12.8.10

Gloria in excelsis, despectus in mundum

El eco de lo que oí y escucho

VICTOR JARA “Camilo Torres (Cruz de Luz)”
Pongo en tus manos abiertas, 1969

La monja rectora insistía en que sea yo la que diera charlas de meditación sobre la alegría del corazón y la perseverancia en la fe. Dos metas con las que soñaba, infructuosamente.
Y nunca entendí si así funcionaba el fenómeno o si en verdad era una elegida, pero al final lograba dar testimonio de ésas, mis grandes carencias.
Mientras tanto, yo envidiaba en secreto a ellos: el cura guerrillero, Angelelli y Romero, el sacerdote obrero, los palotinos de San Patricio, anónimos catequistas, religiosas, maestros rurales, novicios y comprometidos con los olvidados de siempre; los que (con o contra su voluntad) fueron convertidos en víctimas inmoladas, en esos años violentos.
Era una época en que mi mente estaba marcada por los principios del Documento de Puebla, y mi energía se disparaba con las estrofas de la Cantata Santa María de Iquique (recuerdo muy bien una versión alternativa con referencias a la pasión de Jesús que cantábamos con el coro litúrgico del colegio)
Y no era que yo estuviera enrolada en la opción preferencial por los pobres. En realidad, había abrazado con ardor el cristianismo seducida por su propuesta de despojamiento, admirada de ese desprecio tan elegante y original por lo humano (lo mundano) que los evangelios prodigaban en sus sentencias.
Compréndaseme: era una adolescente con presunciones de mártir y fantasías de agnus Dei, cuya alma festoneada de contraposiciones se desmenuzaba ante la insensatez de la existencia, una virgen que prefería morir a decaer en el hercúleo fango común que arrastraba a todos.

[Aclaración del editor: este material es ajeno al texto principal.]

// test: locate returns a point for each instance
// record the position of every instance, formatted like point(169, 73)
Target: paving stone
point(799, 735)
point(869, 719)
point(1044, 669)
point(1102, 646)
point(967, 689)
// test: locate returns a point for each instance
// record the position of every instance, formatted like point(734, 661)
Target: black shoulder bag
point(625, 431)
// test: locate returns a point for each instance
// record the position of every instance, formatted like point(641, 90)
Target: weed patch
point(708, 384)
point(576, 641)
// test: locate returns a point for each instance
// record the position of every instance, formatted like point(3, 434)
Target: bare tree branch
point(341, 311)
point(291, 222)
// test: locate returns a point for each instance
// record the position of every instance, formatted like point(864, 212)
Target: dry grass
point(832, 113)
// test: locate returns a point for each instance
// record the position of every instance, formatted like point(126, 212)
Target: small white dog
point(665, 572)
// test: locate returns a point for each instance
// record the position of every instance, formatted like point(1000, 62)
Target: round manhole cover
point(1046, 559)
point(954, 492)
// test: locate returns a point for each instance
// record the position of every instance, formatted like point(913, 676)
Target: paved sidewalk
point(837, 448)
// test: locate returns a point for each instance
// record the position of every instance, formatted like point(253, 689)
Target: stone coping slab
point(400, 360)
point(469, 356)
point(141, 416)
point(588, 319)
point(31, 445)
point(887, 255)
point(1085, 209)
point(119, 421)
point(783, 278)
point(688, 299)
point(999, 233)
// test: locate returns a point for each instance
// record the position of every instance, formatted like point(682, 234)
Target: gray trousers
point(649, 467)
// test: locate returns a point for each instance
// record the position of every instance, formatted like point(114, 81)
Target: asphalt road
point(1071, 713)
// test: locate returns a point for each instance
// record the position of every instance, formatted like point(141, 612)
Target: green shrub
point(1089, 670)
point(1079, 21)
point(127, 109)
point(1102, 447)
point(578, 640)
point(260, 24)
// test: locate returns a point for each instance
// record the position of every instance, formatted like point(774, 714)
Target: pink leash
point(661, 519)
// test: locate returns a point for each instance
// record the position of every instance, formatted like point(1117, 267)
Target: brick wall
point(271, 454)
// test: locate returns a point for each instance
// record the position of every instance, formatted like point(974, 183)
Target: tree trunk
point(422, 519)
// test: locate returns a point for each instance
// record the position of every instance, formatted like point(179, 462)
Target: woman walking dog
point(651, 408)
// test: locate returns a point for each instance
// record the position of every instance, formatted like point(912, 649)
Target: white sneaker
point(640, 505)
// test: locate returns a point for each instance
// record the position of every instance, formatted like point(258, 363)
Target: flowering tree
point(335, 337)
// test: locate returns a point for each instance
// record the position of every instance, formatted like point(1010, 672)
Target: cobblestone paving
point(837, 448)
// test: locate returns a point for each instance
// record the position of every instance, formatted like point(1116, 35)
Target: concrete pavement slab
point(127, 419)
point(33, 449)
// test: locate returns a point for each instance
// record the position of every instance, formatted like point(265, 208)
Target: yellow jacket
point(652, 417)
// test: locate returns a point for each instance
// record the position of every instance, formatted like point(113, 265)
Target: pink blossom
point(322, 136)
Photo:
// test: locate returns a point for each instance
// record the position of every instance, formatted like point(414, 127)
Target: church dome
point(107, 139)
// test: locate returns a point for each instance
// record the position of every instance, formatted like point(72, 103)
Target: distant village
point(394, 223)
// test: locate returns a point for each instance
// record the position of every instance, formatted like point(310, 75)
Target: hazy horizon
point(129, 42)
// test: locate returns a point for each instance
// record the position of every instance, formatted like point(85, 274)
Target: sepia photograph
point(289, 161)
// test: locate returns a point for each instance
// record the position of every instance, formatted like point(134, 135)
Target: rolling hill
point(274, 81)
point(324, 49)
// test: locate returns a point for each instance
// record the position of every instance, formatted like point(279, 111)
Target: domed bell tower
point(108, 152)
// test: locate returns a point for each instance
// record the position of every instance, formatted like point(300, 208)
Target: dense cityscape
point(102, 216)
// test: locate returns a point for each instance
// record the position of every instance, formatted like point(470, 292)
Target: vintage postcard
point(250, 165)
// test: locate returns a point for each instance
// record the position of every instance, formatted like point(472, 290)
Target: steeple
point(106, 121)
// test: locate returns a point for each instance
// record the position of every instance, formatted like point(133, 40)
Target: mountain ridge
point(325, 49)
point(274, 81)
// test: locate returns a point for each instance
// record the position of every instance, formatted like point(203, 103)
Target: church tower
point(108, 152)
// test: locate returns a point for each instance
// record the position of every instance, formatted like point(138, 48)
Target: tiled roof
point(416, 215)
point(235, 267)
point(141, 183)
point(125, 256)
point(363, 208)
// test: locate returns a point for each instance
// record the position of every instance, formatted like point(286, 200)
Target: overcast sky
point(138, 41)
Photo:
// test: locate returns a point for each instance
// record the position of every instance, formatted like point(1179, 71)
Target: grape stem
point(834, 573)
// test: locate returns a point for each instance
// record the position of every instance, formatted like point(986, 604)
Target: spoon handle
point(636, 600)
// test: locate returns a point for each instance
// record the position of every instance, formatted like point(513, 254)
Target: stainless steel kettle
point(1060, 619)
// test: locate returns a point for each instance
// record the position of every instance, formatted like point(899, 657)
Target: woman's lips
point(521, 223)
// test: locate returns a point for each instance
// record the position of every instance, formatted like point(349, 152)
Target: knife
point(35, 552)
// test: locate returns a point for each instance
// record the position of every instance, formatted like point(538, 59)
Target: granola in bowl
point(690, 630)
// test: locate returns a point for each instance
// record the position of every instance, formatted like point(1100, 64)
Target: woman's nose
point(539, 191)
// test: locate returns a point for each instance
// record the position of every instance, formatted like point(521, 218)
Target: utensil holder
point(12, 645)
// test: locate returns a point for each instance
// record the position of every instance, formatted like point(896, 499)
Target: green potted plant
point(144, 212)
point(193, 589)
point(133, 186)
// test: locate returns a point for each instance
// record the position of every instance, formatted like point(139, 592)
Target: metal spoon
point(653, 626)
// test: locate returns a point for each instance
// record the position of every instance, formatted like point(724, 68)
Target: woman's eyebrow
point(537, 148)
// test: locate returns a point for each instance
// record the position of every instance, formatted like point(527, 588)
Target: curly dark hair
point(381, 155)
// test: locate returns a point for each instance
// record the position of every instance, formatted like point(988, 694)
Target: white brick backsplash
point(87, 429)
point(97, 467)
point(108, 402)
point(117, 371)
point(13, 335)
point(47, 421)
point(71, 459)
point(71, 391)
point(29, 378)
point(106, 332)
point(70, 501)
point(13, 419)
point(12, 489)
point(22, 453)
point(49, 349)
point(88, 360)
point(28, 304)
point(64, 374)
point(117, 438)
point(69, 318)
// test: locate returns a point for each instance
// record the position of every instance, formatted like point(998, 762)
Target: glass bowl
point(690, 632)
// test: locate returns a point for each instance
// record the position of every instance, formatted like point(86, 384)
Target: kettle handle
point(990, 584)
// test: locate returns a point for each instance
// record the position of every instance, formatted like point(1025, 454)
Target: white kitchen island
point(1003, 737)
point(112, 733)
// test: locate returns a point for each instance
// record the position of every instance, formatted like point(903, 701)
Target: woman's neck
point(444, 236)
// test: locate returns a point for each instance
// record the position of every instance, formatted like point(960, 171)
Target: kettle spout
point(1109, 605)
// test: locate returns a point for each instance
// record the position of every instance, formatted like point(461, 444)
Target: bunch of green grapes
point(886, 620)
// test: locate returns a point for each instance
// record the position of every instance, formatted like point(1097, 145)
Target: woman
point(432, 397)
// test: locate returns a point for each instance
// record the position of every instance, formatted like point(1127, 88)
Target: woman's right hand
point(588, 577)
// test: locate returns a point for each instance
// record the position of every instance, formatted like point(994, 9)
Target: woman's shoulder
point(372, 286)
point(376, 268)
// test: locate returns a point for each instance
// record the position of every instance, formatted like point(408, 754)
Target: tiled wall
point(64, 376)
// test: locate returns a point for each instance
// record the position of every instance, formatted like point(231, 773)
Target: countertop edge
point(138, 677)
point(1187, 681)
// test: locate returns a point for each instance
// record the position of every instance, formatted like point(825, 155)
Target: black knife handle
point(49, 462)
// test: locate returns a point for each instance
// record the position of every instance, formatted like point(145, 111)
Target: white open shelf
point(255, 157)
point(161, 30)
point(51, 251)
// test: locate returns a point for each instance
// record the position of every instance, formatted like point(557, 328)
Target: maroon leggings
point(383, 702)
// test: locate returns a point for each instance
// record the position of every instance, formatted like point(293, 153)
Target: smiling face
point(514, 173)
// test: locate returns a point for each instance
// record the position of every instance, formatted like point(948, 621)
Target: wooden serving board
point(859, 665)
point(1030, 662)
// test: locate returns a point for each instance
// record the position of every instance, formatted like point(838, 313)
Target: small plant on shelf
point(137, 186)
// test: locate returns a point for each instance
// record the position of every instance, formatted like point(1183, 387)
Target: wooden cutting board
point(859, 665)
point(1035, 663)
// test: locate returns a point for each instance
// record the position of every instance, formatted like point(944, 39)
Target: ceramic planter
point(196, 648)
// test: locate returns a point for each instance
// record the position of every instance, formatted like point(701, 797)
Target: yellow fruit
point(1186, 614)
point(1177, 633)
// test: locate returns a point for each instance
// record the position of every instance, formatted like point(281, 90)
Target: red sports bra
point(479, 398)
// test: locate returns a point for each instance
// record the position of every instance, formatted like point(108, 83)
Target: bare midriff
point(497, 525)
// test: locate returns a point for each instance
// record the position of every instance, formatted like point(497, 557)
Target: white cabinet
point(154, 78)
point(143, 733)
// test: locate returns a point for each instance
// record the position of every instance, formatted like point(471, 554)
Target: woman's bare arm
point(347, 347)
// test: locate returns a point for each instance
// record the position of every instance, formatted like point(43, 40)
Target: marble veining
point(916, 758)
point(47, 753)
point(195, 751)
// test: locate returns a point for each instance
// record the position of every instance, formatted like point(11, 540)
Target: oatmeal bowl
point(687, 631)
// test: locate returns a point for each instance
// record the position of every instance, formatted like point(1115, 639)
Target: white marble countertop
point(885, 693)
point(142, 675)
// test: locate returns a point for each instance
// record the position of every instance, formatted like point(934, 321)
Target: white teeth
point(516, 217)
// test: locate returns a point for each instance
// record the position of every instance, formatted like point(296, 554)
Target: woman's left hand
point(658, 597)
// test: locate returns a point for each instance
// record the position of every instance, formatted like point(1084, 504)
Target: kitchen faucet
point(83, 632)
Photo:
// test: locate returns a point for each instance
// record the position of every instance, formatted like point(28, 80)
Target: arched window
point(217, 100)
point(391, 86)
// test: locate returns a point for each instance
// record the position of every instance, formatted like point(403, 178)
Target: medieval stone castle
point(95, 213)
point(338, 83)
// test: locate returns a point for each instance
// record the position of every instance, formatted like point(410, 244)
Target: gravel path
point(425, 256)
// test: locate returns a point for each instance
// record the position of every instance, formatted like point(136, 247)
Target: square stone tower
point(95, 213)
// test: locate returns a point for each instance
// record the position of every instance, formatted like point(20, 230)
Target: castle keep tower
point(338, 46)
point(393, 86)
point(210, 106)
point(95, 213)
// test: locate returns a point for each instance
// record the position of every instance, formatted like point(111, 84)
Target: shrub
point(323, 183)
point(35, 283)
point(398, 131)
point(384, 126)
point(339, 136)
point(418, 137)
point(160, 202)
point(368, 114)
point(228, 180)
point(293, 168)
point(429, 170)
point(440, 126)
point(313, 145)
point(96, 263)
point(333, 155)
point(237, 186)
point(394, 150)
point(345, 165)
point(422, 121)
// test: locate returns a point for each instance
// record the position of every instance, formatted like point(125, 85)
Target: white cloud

Aquellos lo habían conseguido tempranamente: arribar al Reino Eterno (donde no hay polillas u orín que echen a perder los tesoros, ni ladrones que los roben) pero con el interés por ganancias cobrado por anticipado acá abajo, con la gloria de convertirse en paradigmas para los confundidos de la tierra.

La santidad fue mi única ambición, mi singular frustración, mi obsesiva apetencia. Obertura, epílogo y exposición de mi soliloquio.




Desperté de ser niño;
nunca despiertes.
Triste llevo la boca.
Ríete siempre.
MIGUEL HERNÁNDEZ

Me pregunto si él no extrañará aquel tiempo en que era un crío esmirriado, lúcido, contestatario, de prodigiosa memoria. Cuando vacacionábamos en el complejo hotelero del ministerio de Bienestar Social de Alta Gracia, y mientras los demás correteaban por arroyitos y cumbres nosotros nos quedábamos encerrados leyendo las revistas de historietas de superhéroes que él coleccionaba (su predilecto era Batman, el justiciero melancólico); o inventaba relatos al estilo revisionismo histórico para entretener a mi hermano más pequeño. Eso fue antes que Potash, Filosofía y Nación y los vaivenes intelectuales del movimiento le otorgaran a su juicio un dejo de amargura. Creo, pero tal vez me equivoque bien fiero. Porque yo sí tengo nostalgia de la era luminosa, de una infancia que me hacía sentir indestructible. Y no sé él, pero también espero e imploro por mi definitiva restauración espiritual.